I was surprised that the political opposition did not make an effort to have the anti-money laundering Bill in place for whatever that Bill was worth. For one, there would have been an immediate investigation of the possible suspects. Today, there is precious little one can do, except monitor the suspicious transactions.
But then again, as one person later said to me, having the law in place guarantees nothing.
“Adam, we have the trafficking In Persons legislation and had it not been for international pressure nothing would have happened.” I acknowledged the point, even as I recognized that those who are bent on protecting people from the scourge are running into problems with the very lawmakers who are supposed to protect them.
One woman spoke of two police ranks actually threatening her. Another managed to get two policemen charged with demanding sex from the very people they were supposed to prevent being trafficked. There are laws governing taxation. I see scores of tall buildings shooting up in and around Georgetown. A casual check revealed that the Guyana Revenue Authority does not even know the names of the people erecting the structures.
When I asked a GRA staff member, the man simply said that the person may be paying taxes on his least profitable enterprise just to maintain a public perception.
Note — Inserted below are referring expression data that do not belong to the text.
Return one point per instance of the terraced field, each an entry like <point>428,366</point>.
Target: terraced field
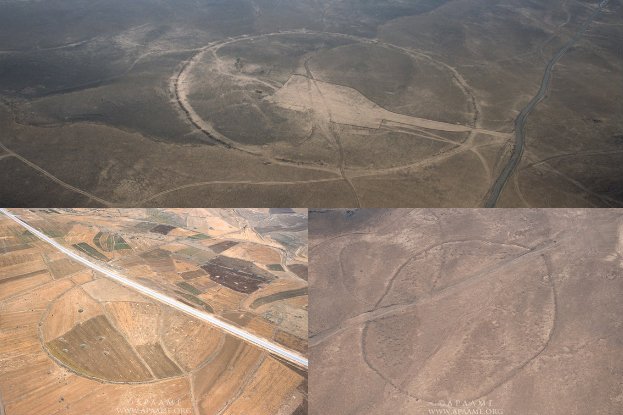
<point>74,341</point>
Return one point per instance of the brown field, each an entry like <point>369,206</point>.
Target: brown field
<point>74,342</point>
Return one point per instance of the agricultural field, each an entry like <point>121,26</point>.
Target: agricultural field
<point>327,103</point>
<point>433,311</point>
<point>75,341</point>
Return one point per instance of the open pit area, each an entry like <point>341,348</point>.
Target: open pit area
<point>75,341</point>
<point>329,103</point>
<point>439,311</point>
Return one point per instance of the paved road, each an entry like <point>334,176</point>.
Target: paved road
<point>260,342</point>
<point>522,118</point>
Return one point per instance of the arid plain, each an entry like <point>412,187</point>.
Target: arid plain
<point>466,311</point>
<point>74,341</point>
<point>327,103</point>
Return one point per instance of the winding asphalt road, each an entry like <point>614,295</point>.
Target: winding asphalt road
<point>522,118</point>
<point>257,341</point>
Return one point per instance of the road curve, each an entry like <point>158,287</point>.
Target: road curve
<point>522,118</point>
<point>257,341</point>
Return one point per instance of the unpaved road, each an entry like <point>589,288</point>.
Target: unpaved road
<point>260,342</point>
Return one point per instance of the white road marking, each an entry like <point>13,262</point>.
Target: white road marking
<point>257,341</point>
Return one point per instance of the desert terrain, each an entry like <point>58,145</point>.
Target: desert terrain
<point>325,103</point>
<point>76,341</point>
<point>474,311</point>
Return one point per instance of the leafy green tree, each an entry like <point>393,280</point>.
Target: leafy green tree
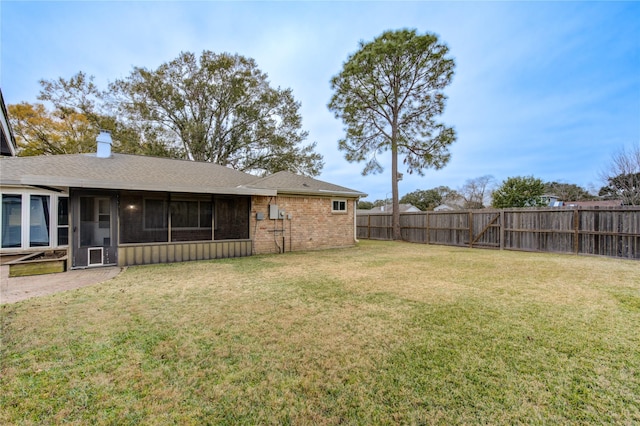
<point>567,191</point>
<point>625,187</point>
<point>476,191</point>
<point>622,177</point>
<point>519,192</point>
<point>41,132</point>
<point>429,199</point>
<point>79,98</point>
<point>388,95</point>
<point>220,108</point>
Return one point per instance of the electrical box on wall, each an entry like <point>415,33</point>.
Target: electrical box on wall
<point>273,211</point>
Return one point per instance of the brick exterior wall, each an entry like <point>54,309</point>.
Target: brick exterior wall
<point>312,226</point>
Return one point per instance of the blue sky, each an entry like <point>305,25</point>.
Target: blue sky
<point>543,89</point>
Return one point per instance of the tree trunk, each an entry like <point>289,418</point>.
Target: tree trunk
<point>394,184</point>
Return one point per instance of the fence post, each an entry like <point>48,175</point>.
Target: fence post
<point>576,231</point>
<point>502,229</point>
<point>470,229</point>
<point>427,227</point>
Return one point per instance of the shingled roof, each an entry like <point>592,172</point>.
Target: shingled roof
<point>143,173</point>
<point>123,171</point>
<point>289,183</point>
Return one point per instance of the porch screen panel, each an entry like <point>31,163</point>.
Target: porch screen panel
<point>11,220</point>
<point>144,218</point>
<point>231,218</point>
<point>39,221</point>
<point>191,220</point>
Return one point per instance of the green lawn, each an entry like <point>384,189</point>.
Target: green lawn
<point>383,333</point>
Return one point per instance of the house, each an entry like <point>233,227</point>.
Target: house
<point>117,209</point>
<point>593,203</point>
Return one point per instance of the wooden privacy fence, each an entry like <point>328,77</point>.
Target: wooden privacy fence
<point>613,232</point>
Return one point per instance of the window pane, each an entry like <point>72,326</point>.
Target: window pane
<point>63,235</point>
<point>184,214</point>
<point>63,211</point>
<point>205,214</point>
<point>11,220</point>
<point>39,221</point>
<point>63,221</point>
<point>155,214</point>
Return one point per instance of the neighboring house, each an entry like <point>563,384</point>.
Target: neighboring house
<point>388,208</point>
<point>117,209</point>
<point>593,203</point>
<point>551,200</point>
<point>7,141</point>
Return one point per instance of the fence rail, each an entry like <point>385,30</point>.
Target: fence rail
<point>612,232</point>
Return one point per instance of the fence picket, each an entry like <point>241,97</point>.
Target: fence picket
<point>612,232</point>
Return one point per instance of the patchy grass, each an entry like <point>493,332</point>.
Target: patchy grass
<point>384,333</point>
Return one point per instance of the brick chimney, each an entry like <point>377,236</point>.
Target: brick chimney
<point>104,144</point>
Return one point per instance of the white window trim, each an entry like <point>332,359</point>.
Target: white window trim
<point>25,229</point>
<point>339,200</point>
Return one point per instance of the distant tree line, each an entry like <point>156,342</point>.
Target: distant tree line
<point>622,183</point>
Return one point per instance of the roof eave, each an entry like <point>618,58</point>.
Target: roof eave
<point>87,184</point>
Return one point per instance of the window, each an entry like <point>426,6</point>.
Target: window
<point>34,220</point>
<point>339,206</point>
<point>63,221</point>
<point>191,214</point>
<point>155,214</point>
<point>11,220</point>
<point>39,221</point>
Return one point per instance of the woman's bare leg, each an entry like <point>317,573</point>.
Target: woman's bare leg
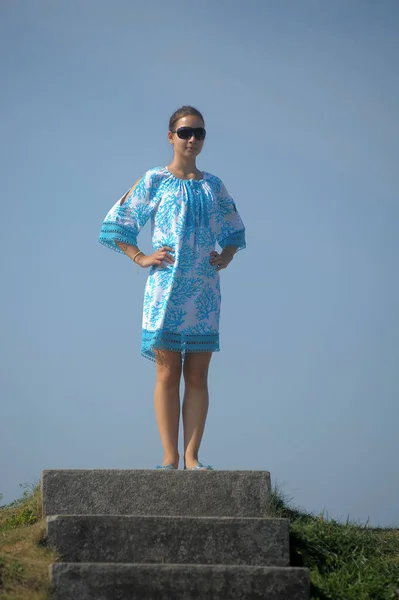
<point>195,403</point>
<point>167,403</point>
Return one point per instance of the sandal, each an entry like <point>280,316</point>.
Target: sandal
<point>200,467</point>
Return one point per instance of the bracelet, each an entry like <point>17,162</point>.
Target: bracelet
<point>137,253</point>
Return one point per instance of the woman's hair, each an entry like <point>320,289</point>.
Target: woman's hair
<point>184,111</point>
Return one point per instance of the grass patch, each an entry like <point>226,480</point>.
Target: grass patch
<point>24,557</point>
<point>347,561</point>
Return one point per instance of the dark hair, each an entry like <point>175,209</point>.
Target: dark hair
<point>184,111</point>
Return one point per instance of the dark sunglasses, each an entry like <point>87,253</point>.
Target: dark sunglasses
<point>185,133</point>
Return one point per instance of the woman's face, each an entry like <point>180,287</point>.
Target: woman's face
<point>190,147</point>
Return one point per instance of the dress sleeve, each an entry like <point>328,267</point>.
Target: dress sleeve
<point>231,231</point>
<point>129,215</point>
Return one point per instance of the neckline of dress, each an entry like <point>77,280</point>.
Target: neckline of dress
<point>180,179</point>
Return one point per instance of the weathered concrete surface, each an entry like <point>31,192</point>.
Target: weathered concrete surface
<point>84,581</point>
<point>156,493</point>
<point>180,540</point>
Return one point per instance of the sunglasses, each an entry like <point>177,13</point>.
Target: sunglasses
<point>185,133</point>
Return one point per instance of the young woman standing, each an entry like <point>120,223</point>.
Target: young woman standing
<point>190,211</point>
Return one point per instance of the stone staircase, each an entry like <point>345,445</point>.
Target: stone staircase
<point>167,535</point>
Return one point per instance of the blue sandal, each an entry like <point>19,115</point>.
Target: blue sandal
<point>200,467</point>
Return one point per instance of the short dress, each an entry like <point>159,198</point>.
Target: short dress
<point>182,300</point>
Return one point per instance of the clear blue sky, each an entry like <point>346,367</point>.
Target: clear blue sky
<point>301,105</point>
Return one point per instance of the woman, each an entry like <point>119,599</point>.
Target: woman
<point>190,211</point>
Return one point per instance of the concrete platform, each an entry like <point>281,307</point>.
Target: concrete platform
<point>156,493</point>
<point>85,581</point>
<point>178,540</point>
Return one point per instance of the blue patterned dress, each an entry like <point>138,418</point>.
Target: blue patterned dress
<point>181,300</point>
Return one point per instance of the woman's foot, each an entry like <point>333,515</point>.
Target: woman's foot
<point>170,462</point>
<point>193,464</point>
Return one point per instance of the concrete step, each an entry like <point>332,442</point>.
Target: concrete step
<point>85,581</point>
<point>180,540</point>
<point>156,493</point>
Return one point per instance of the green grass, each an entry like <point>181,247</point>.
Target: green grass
<point>24,557</point>
<point>347,561</point>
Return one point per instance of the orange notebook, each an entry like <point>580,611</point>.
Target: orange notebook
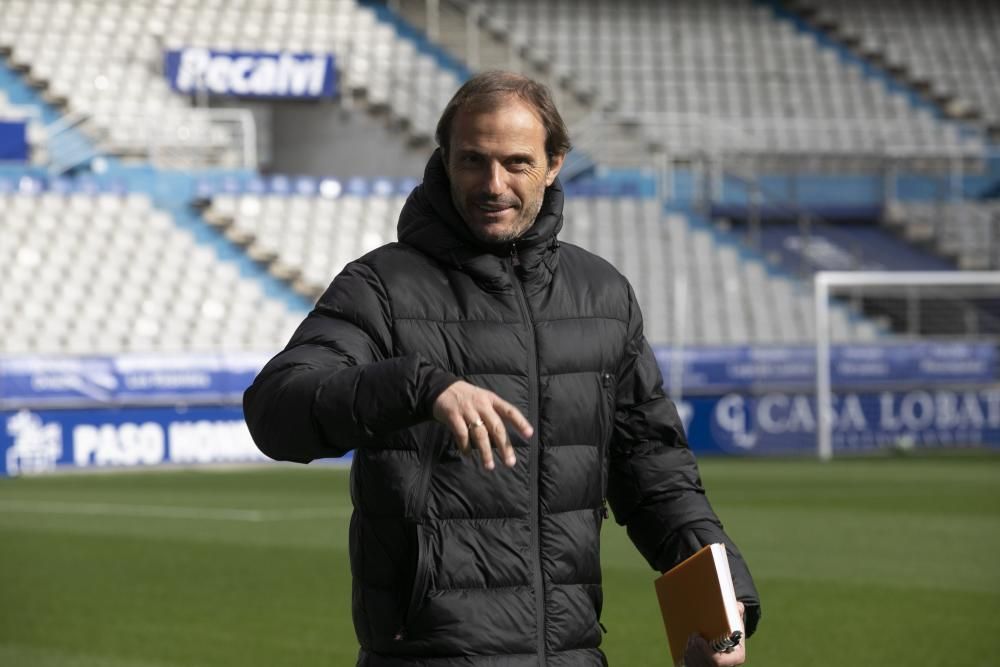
<point>697,595</point>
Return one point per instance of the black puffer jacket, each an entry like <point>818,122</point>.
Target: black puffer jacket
<point>454,565</point>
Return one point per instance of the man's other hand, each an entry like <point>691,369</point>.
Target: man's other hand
<point>699,654</point>
<point>478,419</point>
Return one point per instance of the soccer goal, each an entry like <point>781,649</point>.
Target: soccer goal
<point>930,375</point>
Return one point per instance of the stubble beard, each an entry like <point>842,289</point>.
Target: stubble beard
<point>525,220</point>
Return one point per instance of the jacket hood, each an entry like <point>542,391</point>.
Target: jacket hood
<point>430,222</point>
I then asked about the GRA moving to the site of the construction to conduct a tax inspection. That was when the person said that they do not have enough staff to go chasing after everything.
This is likely to be the very argument that would be made if and when Guyana gets the anti-money laundering Bill. Then I began to think about this new investigative unit that Cabinet sees as being important in the wake of the failure to pass the anti-money laundering Bill. This unit, to be named the Special Operations Crimes Unit (SOCU), will be headed by the Police Commissioner.
I thought that it was a good thing that the acronym was not SOCA, because the country would have concluded that the government was merely having a party with the nation. This body would have to be equipped with specially trained financial investigators. I then heard that they would be working with the Financial Intelligence Unit (FIU).
If that is to be the case, I am left to wonder at the inability of the FIU to spot even one suspicious transaction. Surely, if Adam Harris walks into a bank and deposits $3 million, that would be a suspicious transaction. It might be a legitimate transaction because someone from overseas sent US$15,000 to begin payments on a house. But it is still suspicious.
I know of a few cases like this, yet the FIU never detected any suspicious transaction. The commercial banks must have provided the information. What is there to effect a change in this situation? Perhaps the FIU might find it so much easier to pass everything to the SOCU.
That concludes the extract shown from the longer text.